From David, I learned that “Ministry” may also be called “Bold Love.” Long before I was called to be a part of this ministry team, I wondered how on earth the church was so very stable. When I took my resume to apply for the organist position, I asked specifically about that stability. The answer to my query was strikingly simple: “David is very bold….” He was so cognizant of his church members that he would go directly to speak with those he understood would be upset by changes the church was considering. There is power in such love…
My most cherished memories of David are couched in those moments when we would stop to chat on the office steps. I struggled often with the demise of the SBC and was often angry with the treatment of professors and anyone else who stood their ground against the heresy inherent in the controversy. Lamenting the slowness of my own family to see the SBC controversy for what it was, I railed one day at being the “black sheep” in my family. In one of the strongest affirmations I ever received, David assured me that I was not off base and that once someone has seen through the façade of religious cultural “rules,” there is no going back. One cannot “unsee” the face nor the touch of God!

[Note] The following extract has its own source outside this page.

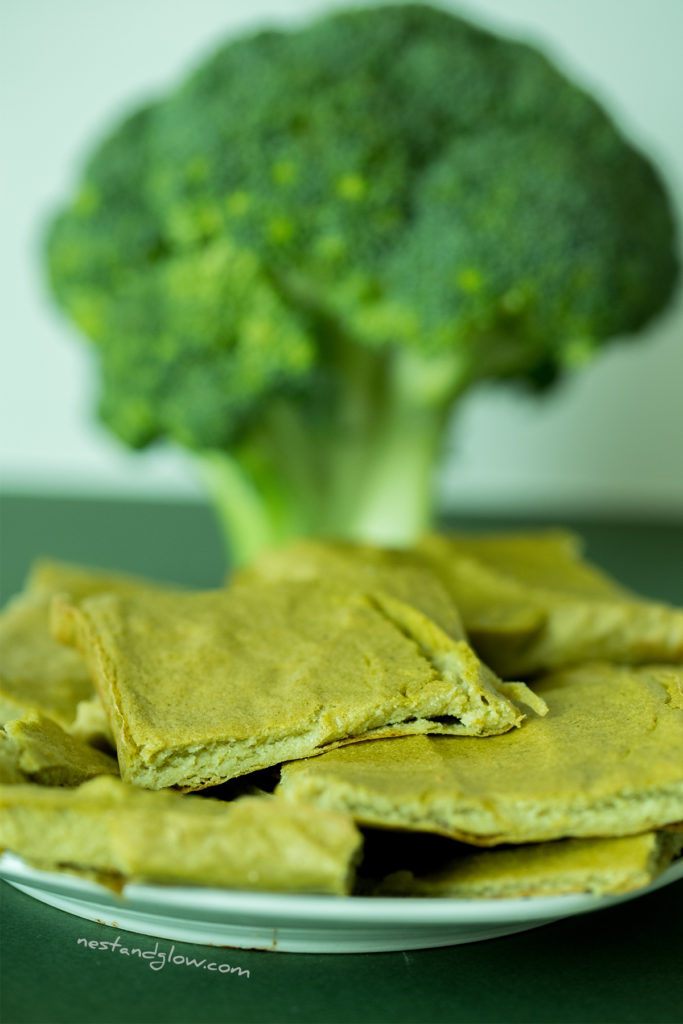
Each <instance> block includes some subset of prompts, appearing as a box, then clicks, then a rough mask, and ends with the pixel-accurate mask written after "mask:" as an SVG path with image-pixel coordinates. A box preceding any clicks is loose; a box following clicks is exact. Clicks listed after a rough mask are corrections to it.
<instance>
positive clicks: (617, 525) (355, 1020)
mask: <svg viewBox="0 0 683 1024" xmlns="http://www.w3.org/2000/svg"><path fill="white" fill-rule="evenodd" d="M516 524H519V520H517V522H513V521H512V520H507V521H503V520H502V519H498V520H492V519H483V518H481V519H479V520H477V521H476V522H474V521H472V520H469V521H468V522H466V523H464V522H459V523H458V525H480V526H481V527H485V528H487V527H490V526H492V525H501V526H507V525H516ZM525 524H526V525H533V523H531V522H529V520H526V521H525ZM567 524H568V525H571V526H573V527H574V528H578V529H580V530H581V532H583V535H584V537H585V538H586V540H587V543H588V552H589V554H590V556H591V557H592V558H593V559H594V560H595V561H596V562H598V563H599V564H601V565H602V566H603V567H605V568H606V569H608V570H609V571H611V572H612V573H613V574H615V575H617V577H618V578H620V579H621V580H622V581H623V582H624V583H626V584H628V585H630V586H632V587H636V588H638V589H640V590H641V591H642V592H643V593H646V594H649V595H650V596H652V597H656V598H660V599H666V600H670V601H673V602H678V603H683V525H681V524H676V523H673V522H658V523H638V522H620V523H616V522H597V521H591V522H588V521H584V522H582V521H577V520H573V521H572V520H568V523H567ZM0 529H1V531H2V537H1V547H0V552H1V564H0V570H1V592H2V597H3V598H6V597H7V596H8V595H9V594H10V593H12V592H13V591H15V590H16V589H17V588H18V587H19V586H20V583H22V580H23V577H24V574H25V572H26V570H27V568H28V566H29V564H30V562H31V560H32V559H33V558H34V557H36V556H37V555H41V554H42V555H51V556H54V557H58V558H66V559H71V560H75V561H81V562H85V563H89V564H97V565H100V566H102V567H111V568H120V569H126V570H132V571H136V572H140V573H143V574H148V575H152V577H157V578H158V579H161V580H169V581H177V582H180V583H185V584H188V585H191V586H198V587H201V586H212V585H215V584H218V583H219V582H220V581H221V579H222V578H223V574H224V571H225V563H224V560H223V558H222V555H221V552H220V544H219V539H218V535H217V531H216V528H215V525H214V522H213V519H212V517H211V514H210V513H209V511H208V510H206V509H204V508H202V507H198V506H191V505H185V506H181V505H173V506H166V505H160V504H152V503H150V504H146V503H145V504H142V503H119V502H94V501H77V500H72V501H69V500H63V499H59V500H56V499H47V498H44V499H39V498H29V497H20V496H11V497H8V496H6V497H5V498H4V499H3V501H2V506H1V519H0ZM0 893H1V896H2V919H1V920H2V936H1V940H2V947H1V959H0V984H1V987H0V1017H1V1019H2V1021H3V1022H4V1024H15V1022H16V1024H18V1022H25V1021H35V1022H40V1024H51V1022H59V1021H65V1022H70V1024H71V1022H74V1024H77V1022H88V1024H89V1022H92V1024H97V1022H103V1024H110V1022H111V1024H115V1022H116V1024H118V1022H131V1024H152V1022H157V1021H159V1022H165V1024H175V1022H182V1024H185V1022H187V1024H205V1022H207V1024H208V1022H214V1021H215V1022H218V1021H220V1022H243V1021H244V1022H268V1024H270V1022H273V1024H274V1022H290V1021H292V1022H309V1021H310V1022H327V1021H331V1022H332V1021H334V1022H346V1021H349V1022H350V1021H358V1022H366V1021H367V1022H382V1021H387V1022H388V1021H396V1022H403V1021H411V1022H413V1021H415V1022H431V1021H434V1022H436V1021H453V1022H518V1021H521V1022H530V1021H539V1022H545V1021H548V1022H555V1021H556V1022H574V1021H575V1022H583V1021H586V1022H588V1021H596V1022H601V1024H604V1022H607V1024H608V1022H621V1021H638V1022H675V1024H681V1022H683V925H682V924H681V923H682V922H683V883H677V884H676V885H673V886H670V887H668V888H666V889H663V890H660V891H658V892H655V893H652V894H650V895H648V896H645V897H642V898H640V899H636V900H634V901H633V902H630V903H626V904H623V905H621V906H614V907H610V908H609V909H606V910H602V911H600V912H598V913H594V914H591V915H589V916H586V918H573V919H569V920H567V921H564V922H558V923H556V924H554V925H547V926H545V927H544V928H539V929H537V930H535V931H530V932H526V933H523V934H520V935H516V936H511V937H508V938H502V939H492V940H488V941H485V942H478V943H473V944H471V945H462V946H452V947H449V948H444V949H428V950H418V951H411V952H407V953H374V954H370V953H366V954H359V955H349V954H347V955H325V956H324V955H313V954H302V953H272V952H258V951H253V950H239V951H230V952H229V963H232V964H236V965H239V966H240V967H241V968H243V969H246V970H248V971H249V977H247V976H246V975H242V976H240V975H238V974H231V975H219V974H216V973H213V974H210V973H206V972H203V971H201V970H197V969H193V968H182V969H180V968H176V967H174V966H169V965H167V966H166V968H165V969H164V970H162V971H158V972H153V971H151V970H150V969H148V967H147V965H146V963H145V962H143V961H140V959H138V958H135V959H128V958H127V957H125V956H113V955H112V954H111V953H109V952H99V951H98V950H92V949H88V948H84V946H83V945H82V944H78V942H77V939H78V938H82V937H86V938H88V939H100V938H101V939H108V940H111V939H112V938H113V937H115V936H114V932H113V930H112V929H109V928H106V927H104V926H100V925H96V924H92V923H90V922H87V921H83V920H81V919H79V918H74V916H71V915H70V914H67V913H63V912H61V911H59V910H55V909H53V908H51V907H48V906H45V905H43V904H41V903H38V902H36V901H34V900H33V899H31V898H30V897H28V896H26V895H24V894H23V893H19V892H17V891H15V890H13V889H12V888H11V887H10V886H8V885H6V884H4V883H3V884H1V889H0ZM122 934H124V935H125V933H122ZM145 941H146V940H145ZM152 941H154V940H152ZM138 942H139V939H138ZM177 948H178V950H179V951H180V952H184V953H186V954H187V955H189V956H193V955H195V956H201V955H202V954H203V950H204V947H200V946H191V945H186V944H178V946H177ZM220 953H221V957H223V958H226V959H227V958H228V951H227V950H221V951H220ZM219 958H220V957H219Z"/></svg>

As David neared the end of his formal ministry at our church, he pushed for the church to ordain me to the ministry. While the formal recognition felt good, David had always included me as one of his ministry peers. His understanding, wise counsel, and mentoring stood me in good stead throughout most of my own adulthood. He called out the best in all of us!
My earliest memory of both David and his long-term associate, Gerry Robinson, is from a trip we all made together as part of an associational committee. I was new to the area and was serving as Minister to Youth and Children at a sister church at the time. It had rained much of the week before we left, so the shoulders of the roads were soft and muddy. We left town in Starling Avenue’s church van and after a few miles, we all realized that something was the matter with the right rear tire. These two ministers, dressed in their “Go to Meetin’” suits, ended up on hands and knees trying to jack up a van in the mud. I glimpsed that day, long before I was on the same staff as they, the specialness of Starling Avenue Ministers. They were not afraid of the most mundane of chores, determined to take care of those around them, all with a sense of humility and mirth. And therein lies the “secret” with which David Adkins lived his life among us. His love of life, his artistic bent, his humble determination to be at his best all made him stand head and shoulders above the rest. I can almost hear the voice of God saying, “Well done, my good and faithful servant. Welcome home!”
Godspeed, David. You were made of dust and to dust you return. But your spirit is alive and well. Your soul, besides being finally with God, is imbedded in the lives of a church family that loved you dearly.